Markets have plunged steadily. Many U.S. companies already are hurting. The Economic Policy Uncertainty index has spiked to its highest level since the early months of the COVID-19 pandemic. In short, President Trump’s trade wars are undermining both confidence in the U.S. economy and the potential benefits of the rest of his economic agenda.

President Milei ran on a similar platform, promising to reduce regulation and slash government spending to get Argentina’s high-inflation, low-growth economy turned around. But there’s been no talk of trade wars. Milei even appeared on stage recently with Elon Musk, President Trump’s designated bureaucracy cutter, presenting Musk with one of his trademark “chainsaws for bureaucracy,” which Milei uses to show how he’s slashing government spending, waste, and inefficiency.

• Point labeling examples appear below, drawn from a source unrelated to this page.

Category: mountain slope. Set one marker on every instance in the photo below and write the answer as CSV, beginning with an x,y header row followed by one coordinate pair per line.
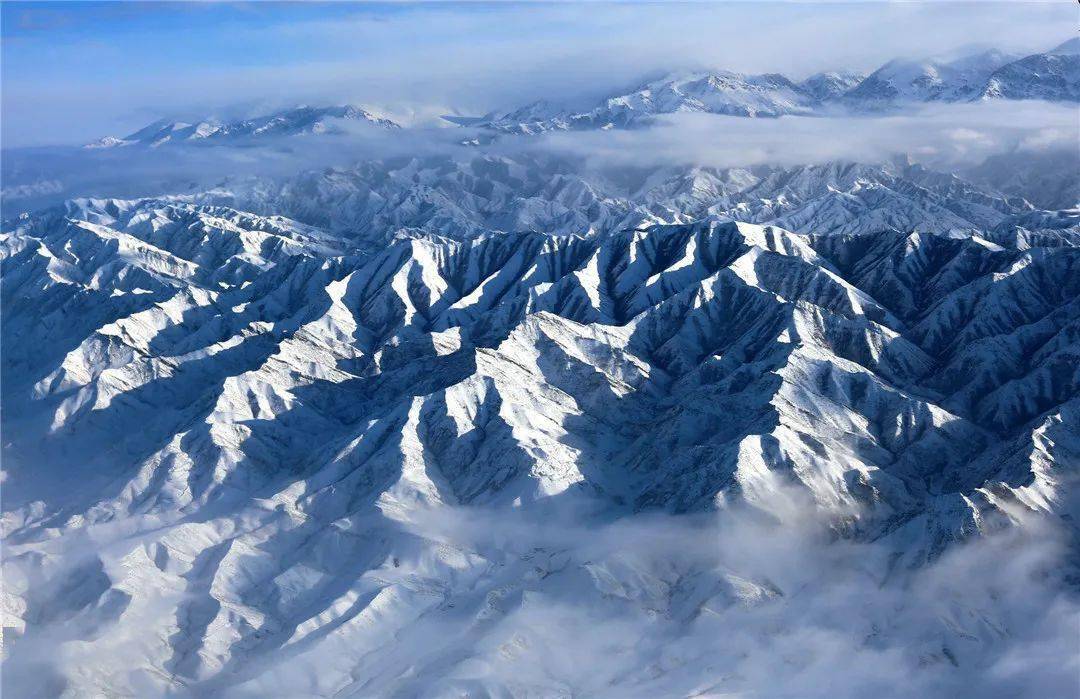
x,y
281,445
299,121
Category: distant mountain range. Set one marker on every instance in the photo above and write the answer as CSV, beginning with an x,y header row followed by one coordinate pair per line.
x,y
989,75
293,122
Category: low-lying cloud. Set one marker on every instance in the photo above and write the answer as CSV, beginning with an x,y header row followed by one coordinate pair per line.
x,y
946,135
566,601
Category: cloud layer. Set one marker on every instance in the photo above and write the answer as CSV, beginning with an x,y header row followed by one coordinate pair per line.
x,y
75,74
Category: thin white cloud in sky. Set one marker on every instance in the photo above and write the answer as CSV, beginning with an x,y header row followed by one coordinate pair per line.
x,y
71,74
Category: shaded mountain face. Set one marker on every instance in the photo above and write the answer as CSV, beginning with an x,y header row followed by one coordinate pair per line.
x,y
272,435
301,120
463,198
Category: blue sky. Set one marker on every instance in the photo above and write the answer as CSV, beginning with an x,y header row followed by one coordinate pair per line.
x,y
76,71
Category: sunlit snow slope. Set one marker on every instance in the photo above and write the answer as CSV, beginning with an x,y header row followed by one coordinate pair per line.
x,y
242,459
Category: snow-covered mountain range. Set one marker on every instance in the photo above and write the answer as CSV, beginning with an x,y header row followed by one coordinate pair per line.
x,y
264,428
1051,76
292,122
505,421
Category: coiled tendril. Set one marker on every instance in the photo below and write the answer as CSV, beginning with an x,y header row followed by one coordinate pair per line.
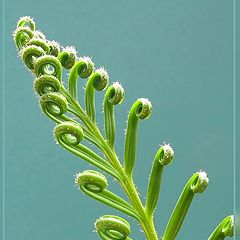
x,y
196,184
110,227
68,134
224,229
54,48
141,109
67,57
113,96
97,81
94,184
82,68
46,83
163,157
39,43
48,65
30,55
22,35
54,105
92,181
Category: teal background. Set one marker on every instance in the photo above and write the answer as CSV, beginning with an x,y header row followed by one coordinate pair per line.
x,y
179,54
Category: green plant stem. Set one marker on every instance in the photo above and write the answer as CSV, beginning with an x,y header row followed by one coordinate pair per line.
x,y
125,181
129,187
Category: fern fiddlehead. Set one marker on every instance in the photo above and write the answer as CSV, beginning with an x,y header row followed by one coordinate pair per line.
x,y
74,125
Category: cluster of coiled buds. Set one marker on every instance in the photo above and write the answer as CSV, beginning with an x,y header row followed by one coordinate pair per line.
x,y
76,123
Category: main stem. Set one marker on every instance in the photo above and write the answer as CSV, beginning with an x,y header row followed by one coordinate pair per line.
x,y
126,181
129,187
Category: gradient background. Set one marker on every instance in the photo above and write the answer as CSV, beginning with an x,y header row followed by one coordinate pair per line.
x,y
179,55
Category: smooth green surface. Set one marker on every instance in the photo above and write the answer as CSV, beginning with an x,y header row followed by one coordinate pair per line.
x,y
179,54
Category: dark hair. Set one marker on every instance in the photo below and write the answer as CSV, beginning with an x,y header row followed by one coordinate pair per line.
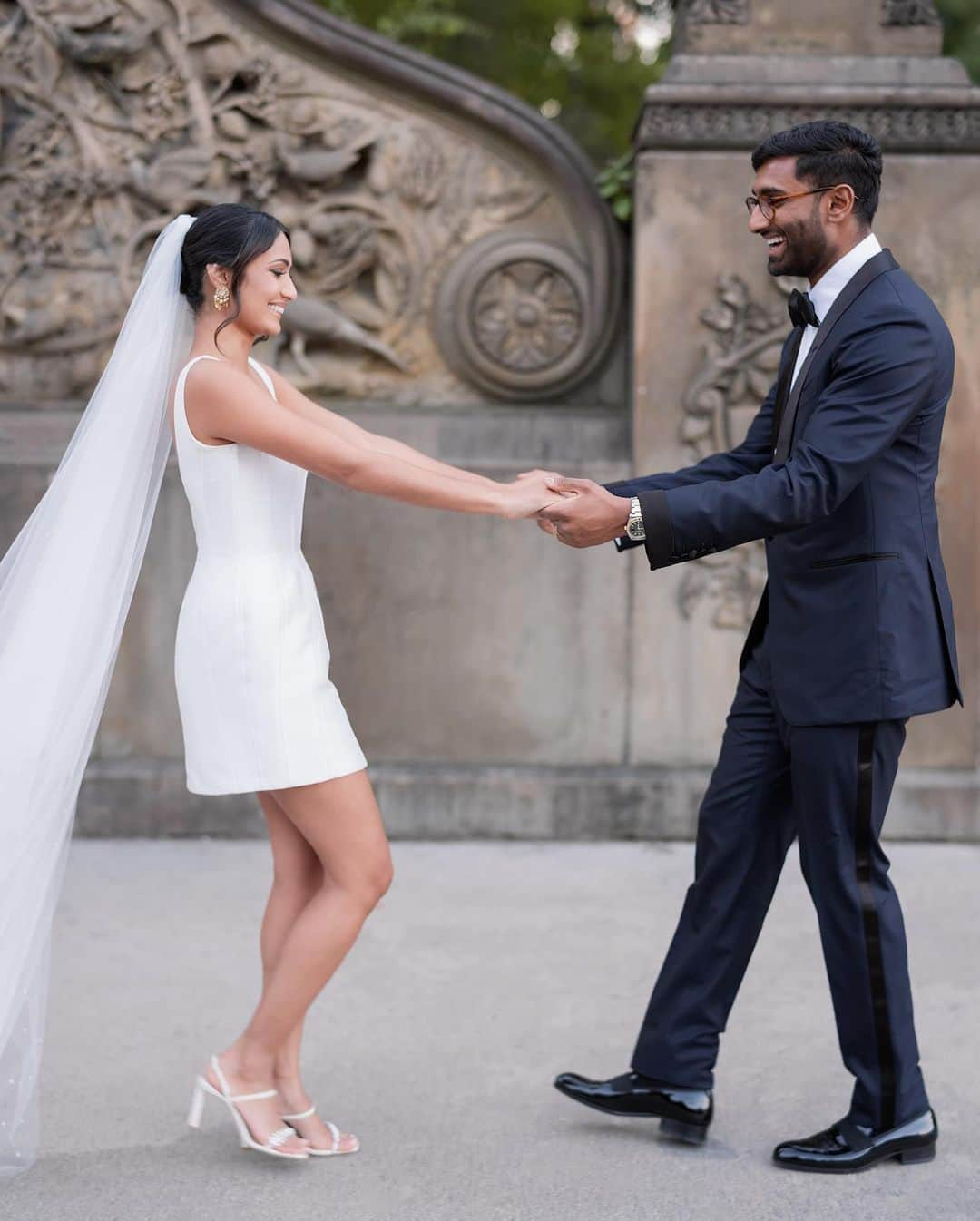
x,y
830,151
230,235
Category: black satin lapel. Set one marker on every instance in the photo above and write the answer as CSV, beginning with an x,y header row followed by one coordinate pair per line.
x,y
852,291
782,388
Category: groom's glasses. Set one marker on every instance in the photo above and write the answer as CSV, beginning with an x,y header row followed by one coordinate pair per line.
x,y
769,204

President Milei delivered on his promises in his first year in office. He abolished entire government departments, reduced the government bureaucracy by more than 30,000, and cut overall government spending by 28%. Inflation plummeted, the stock market surged—more than doubling in value in a single year—and for the first time in 14 years Argentina last year had a budget surplus.

Milei understands the benefits of international trade and hasn’t let protectionist interest groups undermine his policies. Milei outlined the need for free trade in a recent speech, saying, “We need to give back to Argentines the freedom to trade with whomever they wish, so that goods and services can enter the local market and everyone can freely buy better quality products at a better price.” Protectionist policies, he warned, are “nothing more than a scam between politicians and rent-seeking businessmen.”

Let’s hope that President Trump learns from President Milei that protectionist policies and a growing economy are at odds with each other.